Previous susceptibility testing of M. canariasense showed it was highly susceptible to amikacin, cefoxitin, ciprofloxacin, moxifloxacin, trimethoprim sulfamethoxazole, imipenem, doxycycline, minocycline, and linezolid, but only had intermediate susceptibility to clarithromycin[18]. The antibiotics previously used against N. farcinica include linezolid, amikacin, imipenem, and fluoroquinolone, and antimicrobial susceptibility testing demonstrated 100% susceptibility to linezolid[18-20]. A previous study described a patient who received sulphamethoxazole with linezolid and meropenem for nocardiosis, and subsequently recovered from clinical symptoms[18,21]. Other research in which all patients infected with M. canariasense received parenteral antibiotic therapy for 5-21 d showed that therapy guided by in vitro susceptibility testing did not improve patient outcome[2,18]. The 2020 NTM Guidelines proposed initiation of treatment (rather than watchful waiting) for patients who meet the diagnostic criteria for NTM pulmonary disease, but these guidelines do not mention the treatment of infections by M. canariasense[22]. Given the lack of high-quality evidence, the ideal treatment strategy for infection by this species remains unclear. Although we did not perform sensitivity testing, our anti-infective regimen showed high efficacy.

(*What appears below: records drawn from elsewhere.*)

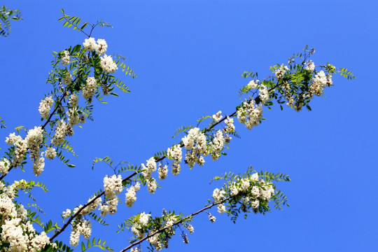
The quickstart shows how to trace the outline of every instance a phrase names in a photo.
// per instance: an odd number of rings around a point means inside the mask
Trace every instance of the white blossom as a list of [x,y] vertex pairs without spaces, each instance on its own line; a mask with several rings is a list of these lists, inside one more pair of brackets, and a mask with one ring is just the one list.
[[69,64],[69,61],[71,60],[71,56],[69,55],[69,52],[66,50],[63,51],[63,52],[64,53],[64,56],[60,58],[60,62],[62,66],[66,66]]
[[249,87],[250,89],[256,89],[259,81],[260,80],[252,80],[248,83],[248,87]]
[[260,88],[258,88],[258,91],[260,99],[261,100],[261,104],[264,105],[267,103],[267,101],[269,101],[269,92],[267,89],[267,87],[264,85],[261,85],[260,86]]
[[147,181],[147,189],[149,193],[155,193],[158,184],[153,178],[150,178]]
[[108,49],[108,45],[106,44],[105,39],[97,39],[97,48],[96,48],[96,52],[99,56],[102,56],[102,55],[105,54],[105,52],[106,52],[106,49]]
[[168,168],[167,168],[167,165],[162,165],[161,164],[159,164],[159,167],[160,167],[158,169],[159,179],[164,180],[165,178],[167,178],[167,175],[168,174]]
[[57,156],[57,152],[55,148],[52,147],[48,147],[46,151],[45,152],[45,158],[48,158],[49,160],[53,160]]
[[117,64],[113,61],[110,55],[106,56],[105,55],[104,57],[100,57],[100,60],[101,67],[102,67],[102,69],[106,74],[114,73],[118,69]]
[[55,134],[52,137],[51,141],[55,146],[59,146],[64,141],[66,137],[66,133],[67,132],[67,124],[62,119],[57,122],[57,127],[55,130]]
[[122,177],[113,175],[112,176],[106,176],[104,178],[104,190],[105,191],[105,197],[107,199],[113,199],[115,197],[115,194],[119,194],[122,190]]
[[53,103],[54,100],[52,98],[51,98],[51,97],[46,97],[41,101],[38,111],[42,118],[47,119],[48,118],[48,115],[50,115],[50,110]]
[[85,38],[84,43],[83,43],[83,46],[88,51],[97,50],[99,48],[99,45],[96,43],[94,38]]
[[223,118],[223,116],[220,115],[221,113],[222,113],[221,111],[218,111],[217,113],[216,113],[215,115],[213,115],[213,119],[214,119],[214,120],[217,122],[219,122]]
[[279,80],[284,78],[284,76],[287,70],[288,70],[288,66],[284,66],[284,64],[281,65],[280,68],[276,70],[275,75],[277,80]]
[[83,88],[82,93],[84,99],[92,99],[97,90],[97,83],[94,77],[87,78],[86,85]]
[[156,171],[156,161],[155,161],[155,158],[151,157],[147,160],[147,164],[146,166],[144,164],[141,164],[141,167],[143,169],[145,169],[144,172],[142,172],[142,174],[144,178],[146,179],[150,178],[152,173]]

In summary, this is the first report of a patient who had overlapping infections of M. canariasense and N. farcinica. Infections by either of these pathogens are generally rare in immunocompetent hosts. The presence of lung nodules that are partially leafy and have burrs may lead to a misdiagnosis of lung cancer. We highlight the importance of identifying the causative pathogen by use of mNGS, a powerful tool for the detection of mixed infections, especially in patients with atypical symptoms who are infected by rare pathogens. The results from mNGS, combined with analysis of a patient underlying clinical status and laboratory indicators, provide clinicians with a more complete characterization of a disease and the causative pathogen. This case report also confirmed the potential role of M. canariasense and N. farcinica as opportunistic pathogens. It is important to note that due to the rarity of overlapping infections by M. canariasense and another pathogen, empirical antibiotic treatment without mNGS results may not be adequate.